L’alternativa al camping il Sergente è il Camping della Futa, poco prima del passo della Futa e del Cimitero MIlitare Germanico ma non ho pareri diretti o indiretti da riportare al momento. Dovessi mai rifare la Via degli Dei in tenda credo che passerò di lì.

4° TAPPA – DA MONTE DI FO’ A SAN PIERO A SIEVE

Consiglio di fare la deviazione per Sant’Agata. Allungherete un pò ma avrete la possibilità di rifocillarvi al bel bar di questo paesino e di usufruire del piccolo market al suo interno che mi è sembrato ben rifornito.
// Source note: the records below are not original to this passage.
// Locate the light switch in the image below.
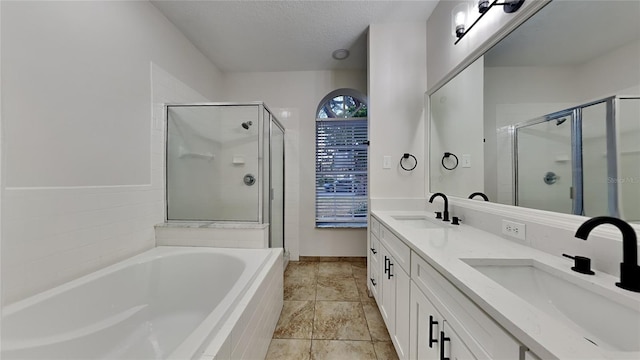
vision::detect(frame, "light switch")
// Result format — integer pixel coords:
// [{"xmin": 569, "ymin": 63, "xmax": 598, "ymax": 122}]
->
[
  {"xmin": 382, "ymin": 156, "xmax": 391, "ymax": 169},
  {"xmin": 462, "ymin": 154, "xmax": 471, "ymax": 167}
]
Ripresa la strada, dopo pochi chilometri, si incontra sulla sinistra La Sosta degli Dei, un’area attrezzata che mi sarebbe piaciuto verificare ma che purtroppo apriva solo dal giorno dopo il mio passaggio.

A San Piero a Sieve per attendarsi non c’è scelta: Camping Village Mugello Verde. Per arrivarci occorre una deviazione che ci allontana dal paese di un chilometro e mezzo ma ne vale la pena: piscina, ristorante, Servizi al top, spazio abbondante per tende e amache, verde dappertutto… un posto veramente carino che, chiaramente, si fa pagare (una piazzola e una persona fanno 18 euro). Al ristorante interno si mangia bene pagando il giusto. La mattina si può uscire da un cancelletto (vengono fornite le chiavi) che da direttamente sulla Via degli Dei permettendo di raggiungere il centro se uno vuole visitare San Piero a Sieve e di recuperare la fatica della deviazione del giorno prima.

5° TAPPA – DA SAN PIERO A SIEVE A FIRENZE

Ho deciso di fare questa lunga tappa (più di 40 km incluse deviazioni!) invece di spezzarla, come suggerito dalla Guida di Frignani, in due. Il motivo è che non ho trovato campeggi o punti sosta comodi a circa metà del percorso. E’ una tappa dura anche per gli approvigionamenti di acqua e cibo, motivo per cui ho deciso di fare la deviazione all’Hotel Ristorante Dino a Olmo. Non mi hanno potuto servire il pranzo (il ristorante è aperto solo a cena e non il mercoledì) ma, gentilmente, mi hanno preparato un panino e mi hanno raccontato che è possibile mettersi d’accordo con un proprietario in zona per piantare le tende venendosi poi a fare la doccia e cenare da loro. Se non vi volete sfiancare (è stata veramente dura) provate a fargli uno squillo al 055 54 89 32 e fatevi consigliare.

Altra possibilità entrando in Fiesole è il Camping Village Panoramico Fiesole di cui però non ho notizie.

E se partite da soli, non abbiate paura: sicuramente incontrerete amici lungo il cammino!